The clean way would be a maintenance window. Six hours of pricing pages returning 503, six hours of UPI callbacks failing. Nobody will sign off.

This chapter is how the rest of the industry — Slack, YouTube, ShopForge, Slipway — moves data between shards without ever taking the application down. The protocol has four phases. It looks simple on a slide. The interesting parts are the corners where it can go wrong.

The 4-phase migration protocol

The procedure is a state machine. The state lives in the proxy tier — vtgate, the Citus coordinator, your own routing layer — and it advances one transition at a time. Every phase has the property that you can flip back to the previous phase without losing data.

Phase 1 — Dual-write. The proxy starts sending every write for the affected keys to both the old shard and the new shard. Reads still go to the old shard. The new shard is empty at this moment except for the writes that have arrived since dual-write started.

Phase 2 — Backfill. A background job streams the existing rows from the old shard to the new shard, in chunks. Dual-write keeps running throughout — every new INSERT, UPDATE, DELETE flows to both. By the end of the backfill, the new shard contains both the historical rows (from the bulk copy) and the live rows (from dual-write).

Phase 3 — Cutover. Reads switch from old to new. Writes are still dual-writing. The old shard is now redundant from the application's perspective — it serves nothing — but its writes are kept current as an insurance policy. Run this state for a day or a week, watching error rates and tail latency. If anything looks wrong, flip the read flag back to the old shard and you are in Phase 2 again.

Phase 4 — Cleanup. Stop writing to the old shard. The old shard's rows are now stale and will diverge from the new shard's; they are no longer the source of truth for anything.

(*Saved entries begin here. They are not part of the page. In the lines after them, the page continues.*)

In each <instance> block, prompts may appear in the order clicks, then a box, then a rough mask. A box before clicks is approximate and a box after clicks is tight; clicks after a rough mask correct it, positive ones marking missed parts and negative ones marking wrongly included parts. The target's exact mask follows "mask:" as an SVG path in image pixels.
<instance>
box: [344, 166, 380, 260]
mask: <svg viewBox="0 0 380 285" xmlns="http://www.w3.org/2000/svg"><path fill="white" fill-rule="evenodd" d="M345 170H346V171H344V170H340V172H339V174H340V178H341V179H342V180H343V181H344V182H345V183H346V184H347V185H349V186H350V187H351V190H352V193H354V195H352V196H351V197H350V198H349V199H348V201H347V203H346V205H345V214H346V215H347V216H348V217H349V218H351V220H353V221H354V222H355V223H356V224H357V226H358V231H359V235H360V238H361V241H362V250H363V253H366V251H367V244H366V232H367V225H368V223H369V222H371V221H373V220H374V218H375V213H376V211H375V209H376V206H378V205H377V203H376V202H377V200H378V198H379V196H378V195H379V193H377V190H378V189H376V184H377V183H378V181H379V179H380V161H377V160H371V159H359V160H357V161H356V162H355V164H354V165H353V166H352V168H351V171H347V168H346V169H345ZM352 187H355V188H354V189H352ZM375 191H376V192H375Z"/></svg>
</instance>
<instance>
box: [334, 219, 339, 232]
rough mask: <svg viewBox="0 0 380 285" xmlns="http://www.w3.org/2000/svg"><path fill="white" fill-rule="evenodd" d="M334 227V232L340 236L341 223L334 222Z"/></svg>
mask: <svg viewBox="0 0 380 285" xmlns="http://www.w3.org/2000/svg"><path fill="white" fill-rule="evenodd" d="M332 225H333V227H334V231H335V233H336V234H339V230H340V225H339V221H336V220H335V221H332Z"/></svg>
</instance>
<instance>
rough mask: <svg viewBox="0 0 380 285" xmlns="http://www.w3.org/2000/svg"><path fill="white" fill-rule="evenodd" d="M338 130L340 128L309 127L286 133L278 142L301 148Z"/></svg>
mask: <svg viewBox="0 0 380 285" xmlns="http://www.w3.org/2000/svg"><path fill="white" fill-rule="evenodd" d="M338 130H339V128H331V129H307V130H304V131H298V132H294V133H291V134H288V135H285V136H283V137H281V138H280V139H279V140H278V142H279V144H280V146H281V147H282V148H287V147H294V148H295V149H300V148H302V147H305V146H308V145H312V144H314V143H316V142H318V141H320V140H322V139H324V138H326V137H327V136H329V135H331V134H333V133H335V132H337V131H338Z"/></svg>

Eventually you drop them — drop the table, deprovision the host, reclaim the storage.

Why four phases and not three: dual-write and backfill have to overlap. If you backfill first and then turn on dual-write, every write that arrived during the backfill is missing from the new shard — silent data loss. If you turn on dual-write first and never backfill, the new shard has only the live writes and is missing the entire history. The two phases are not stages; they are layers, and the protocol works because they coexist.

The protocol is symmetric to a transaction commit. Phase 1–2 is the prepare. Phase 3 is the commit point. Phase 4 is the cleanup after commit. Like transactions, the dangerous moment is the commit — Phase 3 is when reader behaviour changes — and like transactions, the protocol survives a crash at any phase by re-reading the state and resuming.

Phase 1 — Dual-write

The proxy starts sending every affected write to both shards. The application sees no change; its driver still issues UPDATE users SET cart = ... WHERE user_id = 42. The proxy intercepts and writes to both.

The hard requirement is atomicity. If the write succeeds on the old shard and fails on the new, the two diverge. The cleanest rule: if either dual-write fails, the application's write fails. The client retries. The proxy guarantees both-or-neither.

You can implement both-or-neither with 2PC, or serialise: write old first, then new, fail if either fails. Most production systems take the serial path — the worst case is that the old has a write the new is missing, and the next retry replays the same UPDATE on both, idempotent if the application is well-designed.

Why dual-write is non-negotiable: backfill copies a snapshot. From the instant the snapshot starts, every subsequent write is a delta the snapshot does not contain. Dual-write captures those deltas on the destination in real time. Skip dual-write and your only options are (a) freeze writes during backfill — downtime — or (b) reconstruct deltas from the old shard's binlog later, which is what Vitess's VReplication does internally. The binlog reader is the dual-write, just implemented inside the database tier rather than the proxy.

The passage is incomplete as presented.